La lettre reposait sur la table, comme une menace silencieuse. Je la fixais, mes doigts crispés sur le bois, alors que l'air dans la cabane semblait se charger d'une tension électrisante. Je savais que l'inévitable était proche. Ils ne me laisseraient pas partir une nouvelle fois. Mais je n'avais pas envisagé que le prix de ma fuite serait de la mettre en danger.

J'avais pris un peu de recul, mes yeux suivant chaque mouvement qu'il faisait. Il n'avait pas voulu qu'elle voie la lettre. Elle ne devait pas savoir. Pourtant, j'avais l'impression qu'elle comprenait plus que je ne le croyais. La peur, la frustration dans son regard, je savais qu'elle cherchait des réponses. Mais je ne pouvais pas lui offrir cela. Pas encore. Pas de cette manière.

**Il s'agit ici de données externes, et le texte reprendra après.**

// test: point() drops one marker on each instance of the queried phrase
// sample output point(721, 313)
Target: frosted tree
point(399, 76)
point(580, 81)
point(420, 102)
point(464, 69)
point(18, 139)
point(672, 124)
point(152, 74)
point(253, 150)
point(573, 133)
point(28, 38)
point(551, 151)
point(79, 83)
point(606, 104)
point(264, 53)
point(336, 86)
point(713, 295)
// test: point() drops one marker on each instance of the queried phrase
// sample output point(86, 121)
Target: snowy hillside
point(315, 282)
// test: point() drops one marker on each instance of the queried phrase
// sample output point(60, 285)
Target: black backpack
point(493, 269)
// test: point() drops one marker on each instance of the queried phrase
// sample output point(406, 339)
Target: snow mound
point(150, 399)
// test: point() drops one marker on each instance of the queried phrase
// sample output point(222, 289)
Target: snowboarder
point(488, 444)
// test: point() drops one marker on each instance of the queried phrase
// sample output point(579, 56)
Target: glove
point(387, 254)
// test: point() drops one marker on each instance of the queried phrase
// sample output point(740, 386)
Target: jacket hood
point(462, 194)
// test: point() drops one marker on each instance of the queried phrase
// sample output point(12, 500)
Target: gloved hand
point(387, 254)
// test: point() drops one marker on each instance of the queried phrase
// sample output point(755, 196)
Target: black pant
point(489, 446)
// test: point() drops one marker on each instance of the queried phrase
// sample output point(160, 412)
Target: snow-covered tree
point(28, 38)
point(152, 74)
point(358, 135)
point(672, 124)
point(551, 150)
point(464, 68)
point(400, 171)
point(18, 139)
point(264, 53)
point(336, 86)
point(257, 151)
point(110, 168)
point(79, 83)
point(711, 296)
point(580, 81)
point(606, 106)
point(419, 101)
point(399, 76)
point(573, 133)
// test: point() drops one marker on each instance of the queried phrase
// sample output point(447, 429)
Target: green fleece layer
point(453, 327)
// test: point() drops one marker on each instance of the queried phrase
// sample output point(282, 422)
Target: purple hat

— Qu'est-ce qu'ils veulent de vous ? souffla-t-elle, brisant le silence lourd qui pesait entre nous.

Je me tournai lentement vers elle, mes yeux d'acier remplis d'une douleur que je tentais de dissimuler.

— Rien qui te concerne, dis-je, bien que je sache que mes mots étaient vides de sens.

Elle haussait les épaules, refusant d'accepter mes réponses fuyantes.

— Vous m'avez laissé entrer dans votre vie, dit-elle calmement. Alors, maintenant, c'est aussi mon problème.

Je me levai brusquement, faisant grincer la chaise sur le sol. J'avais l'impression que chaque mouvement augmentait la pression sur sa poitrine, chaque mot prononcé l'enfonçant un peu plus dans ce trou noir.

— Non, dis-je en m'approchant d'elle, mes yeux brûlant d'une colère contenue. Tu n'as pas choisi ça. Tu n'as pas choisi de t'impliquer dans ce bordel. Alors, arrête de te mentir.

Elle se leva à son tour, son regard défiant.

— Vous croyez que je ne sais pas ce que c'est ? Que je ne vois pas que vous fuyez quelque chose ? Vous croyez que je vais juste partir maintenant ? Parce que vous me dites de partir ?

Je sentis un éclair de panique envahir mon esprit, une part de moi qui voulait la repousser, la protéger, mais une autre, plus obscure, plus violente, qui la retenait ici, qui la poussait vers moi.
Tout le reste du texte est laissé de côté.